I know for a fact that numbers 1 and 2 will be at my in-laws' Thanksgiving table...my husband's oldest aunt just left her third husband for a man that she had been cheating with for a long time...and she's bringing him to meet the fam. Her and my husband's youngest aunt (they're sisters) have had a feud going for like, six years to begin with. I'm thinking about just pretending to be sick and staying home so I don't have to hear the snarky comments.
The only problem is that my MIL is a relentless know it all and I'm a non confrontational pushover. I smile and nod and walk away, she walks after you and won't let it go until everyone agrees with her.
I will not be going to MY family's for the holiday. I will be spending it with mil, sil and df. thank god they understand everything I have been though. recent miscarriages and stuff..cause I can promise if I went to my family's I would throw a punch at my cousins. So as long as we dont talk babies and what not.. I am good to go.

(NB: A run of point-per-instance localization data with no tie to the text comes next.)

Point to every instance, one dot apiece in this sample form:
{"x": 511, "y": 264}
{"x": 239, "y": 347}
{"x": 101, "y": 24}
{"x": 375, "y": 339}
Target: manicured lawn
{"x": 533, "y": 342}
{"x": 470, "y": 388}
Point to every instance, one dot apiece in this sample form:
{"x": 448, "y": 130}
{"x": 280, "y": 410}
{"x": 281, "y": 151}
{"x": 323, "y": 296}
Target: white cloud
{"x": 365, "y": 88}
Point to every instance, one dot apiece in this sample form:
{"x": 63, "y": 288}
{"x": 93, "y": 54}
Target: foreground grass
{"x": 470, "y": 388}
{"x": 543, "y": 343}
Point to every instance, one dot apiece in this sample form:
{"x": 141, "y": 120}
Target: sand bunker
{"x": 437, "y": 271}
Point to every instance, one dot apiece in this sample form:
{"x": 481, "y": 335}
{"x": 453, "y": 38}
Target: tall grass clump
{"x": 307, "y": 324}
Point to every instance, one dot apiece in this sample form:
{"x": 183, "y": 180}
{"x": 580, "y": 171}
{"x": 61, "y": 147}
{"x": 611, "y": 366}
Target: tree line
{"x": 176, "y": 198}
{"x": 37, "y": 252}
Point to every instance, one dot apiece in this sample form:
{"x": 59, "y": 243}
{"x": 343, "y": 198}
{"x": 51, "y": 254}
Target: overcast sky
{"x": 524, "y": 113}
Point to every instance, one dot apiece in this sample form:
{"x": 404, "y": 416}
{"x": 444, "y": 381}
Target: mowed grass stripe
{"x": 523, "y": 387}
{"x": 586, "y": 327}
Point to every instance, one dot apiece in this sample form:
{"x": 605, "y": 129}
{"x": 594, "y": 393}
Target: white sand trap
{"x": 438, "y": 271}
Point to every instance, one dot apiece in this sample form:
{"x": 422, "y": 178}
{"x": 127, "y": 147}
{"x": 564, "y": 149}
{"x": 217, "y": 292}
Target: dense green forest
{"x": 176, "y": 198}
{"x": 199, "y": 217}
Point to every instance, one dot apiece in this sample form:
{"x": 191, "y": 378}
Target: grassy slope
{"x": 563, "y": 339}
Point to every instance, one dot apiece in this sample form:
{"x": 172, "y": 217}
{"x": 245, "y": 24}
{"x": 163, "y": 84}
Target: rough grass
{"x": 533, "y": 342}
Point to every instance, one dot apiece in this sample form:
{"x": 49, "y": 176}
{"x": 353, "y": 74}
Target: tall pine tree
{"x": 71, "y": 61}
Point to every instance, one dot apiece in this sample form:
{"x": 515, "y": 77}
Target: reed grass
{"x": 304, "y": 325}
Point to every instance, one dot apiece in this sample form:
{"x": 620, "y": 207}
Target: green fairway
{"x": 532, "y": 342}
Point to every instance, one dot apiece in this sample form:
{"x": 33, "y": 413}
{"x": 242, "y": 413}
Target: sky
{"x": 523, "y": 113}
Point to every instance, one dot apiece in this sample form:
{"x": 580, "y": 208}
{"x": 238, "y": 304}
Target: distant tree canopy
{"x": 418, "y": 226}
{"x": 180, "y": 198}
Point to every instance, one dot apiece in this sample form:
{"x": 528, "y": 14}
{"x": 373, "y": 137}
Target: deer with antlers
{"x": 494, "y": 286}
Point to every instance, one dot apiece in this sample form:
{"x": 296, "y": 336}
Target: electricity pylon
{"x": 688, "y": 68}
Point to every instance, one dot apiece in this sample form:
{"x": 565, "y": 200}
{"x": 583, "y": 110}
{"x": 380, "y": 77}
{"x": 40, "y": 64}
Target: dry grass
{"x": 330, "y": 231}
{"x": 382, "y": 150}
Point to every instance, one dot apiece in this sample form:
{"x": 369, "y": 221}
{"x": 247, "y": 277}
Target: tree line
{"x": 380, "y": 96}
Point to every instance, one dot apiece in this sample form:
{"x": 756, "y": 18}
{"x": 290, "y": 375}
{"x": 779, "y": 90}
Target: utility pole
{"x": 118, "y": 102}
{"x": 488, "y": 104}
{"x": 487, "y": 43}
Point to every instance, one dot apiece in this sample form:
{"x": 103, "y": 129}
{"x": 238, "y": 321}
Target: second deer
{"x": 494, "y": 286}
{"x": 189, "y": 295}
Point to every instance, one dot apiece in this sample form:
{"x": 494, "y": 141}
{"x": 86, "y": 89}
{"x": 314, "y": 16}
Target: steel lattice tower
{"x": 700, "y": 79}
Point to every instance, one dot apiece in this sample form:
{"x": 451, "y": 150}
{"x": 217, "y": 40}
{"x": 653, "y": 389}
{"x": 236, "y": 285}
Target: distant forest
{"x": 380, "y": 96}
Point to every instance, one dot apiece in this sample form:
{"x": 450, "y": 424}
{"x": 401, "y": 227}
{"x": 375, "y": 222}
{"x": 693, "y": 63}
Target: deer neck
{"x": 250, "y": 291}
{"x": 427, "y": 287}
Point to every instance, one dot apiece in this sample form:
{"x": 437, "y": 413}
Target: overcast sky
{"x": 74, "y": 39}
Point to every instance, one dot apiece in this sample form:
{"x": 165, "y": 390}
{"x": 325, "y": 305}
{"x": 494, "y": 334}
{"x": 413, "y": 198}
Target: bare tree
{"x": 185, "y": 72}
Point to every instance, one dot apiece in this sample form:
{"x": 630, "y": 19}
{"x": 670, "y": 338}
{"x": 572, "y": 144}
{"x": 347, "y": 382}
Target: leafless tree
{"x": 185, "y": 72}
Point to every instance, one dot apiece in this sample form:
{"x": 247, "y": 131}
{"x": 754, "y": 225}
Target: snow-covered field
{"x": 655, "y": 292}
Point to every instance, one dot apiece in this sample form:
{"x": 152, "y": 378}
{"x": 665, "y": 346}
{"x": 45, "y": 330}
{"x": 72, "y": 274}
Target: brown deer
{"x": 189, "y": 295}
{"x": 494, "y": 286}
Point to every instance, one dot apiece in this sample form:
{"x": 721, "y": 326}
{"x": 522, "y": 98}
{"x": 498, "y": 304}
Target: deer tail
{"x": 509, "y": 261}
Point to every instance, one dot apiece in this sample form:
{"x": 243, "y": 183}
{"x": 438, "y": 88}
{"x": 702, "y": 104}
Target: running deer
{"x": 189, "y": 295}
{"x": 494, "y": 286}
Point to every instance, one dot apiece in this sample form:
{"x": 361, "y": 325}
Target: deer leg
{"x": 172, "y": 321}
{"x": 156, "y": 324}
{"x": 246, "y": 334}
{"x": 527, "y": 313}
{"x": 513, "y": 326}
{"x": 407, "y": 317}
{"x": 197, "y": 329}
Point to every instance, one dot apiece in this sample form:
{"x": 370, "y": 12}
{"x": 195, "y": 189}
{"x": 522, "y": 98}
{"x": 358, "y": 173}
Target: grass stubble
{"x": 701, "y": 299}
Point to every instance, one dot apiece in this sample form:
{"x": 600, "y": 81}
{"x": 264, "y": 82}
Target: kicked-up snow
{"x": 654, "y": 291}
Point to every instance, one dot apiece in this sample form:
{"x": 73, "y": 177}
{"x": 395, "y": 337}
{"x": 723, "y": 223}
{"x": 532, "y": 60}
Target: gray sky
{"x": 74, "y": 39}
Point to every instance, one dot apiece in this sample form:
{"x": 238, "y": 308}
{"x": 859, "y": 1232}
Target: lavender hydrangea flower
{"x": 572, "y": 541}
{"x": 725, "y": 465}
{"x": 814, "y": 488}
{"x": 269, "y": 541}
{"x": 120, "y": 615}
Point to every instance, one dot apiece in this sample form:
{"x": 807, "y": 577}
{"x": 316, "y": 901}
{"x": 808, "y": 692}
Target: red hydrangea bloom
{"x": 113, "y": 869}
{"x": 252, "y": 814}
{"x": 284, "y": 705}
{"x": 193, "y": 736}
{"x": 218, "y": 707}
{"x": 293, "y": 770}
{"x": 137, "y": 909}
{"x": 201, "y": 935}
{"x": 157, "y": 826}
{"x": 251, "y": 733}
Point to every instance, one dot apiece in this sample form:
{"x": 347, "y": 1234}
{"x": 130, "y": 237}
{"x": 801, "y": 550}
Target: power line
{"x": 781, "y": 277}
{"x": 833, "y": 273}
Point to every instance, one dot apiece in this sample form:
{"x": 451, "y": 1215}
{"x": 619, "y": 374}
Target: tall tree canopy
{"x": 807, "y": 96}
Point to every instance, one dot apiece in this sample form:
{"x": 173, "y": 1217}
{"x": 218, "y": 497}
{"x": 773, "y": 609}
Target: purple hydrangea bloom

Well here goes. MY BIL and my DH went into business with each other several years ago. My BIL often took money from my DH over the years of their business partnership. We had to declare bankruptcy and start over with everything. Over the years I have tried my very best to turn the other cheek toward his brother on holidays. I always invite him to dinner no matter how bad I feel about him and the damage he caused my kids. I would say anytime the topic of their past business venture comes up I cringe. So I would not discuss anything to do with mixing business and family.. The weather is usually a sufficient topic.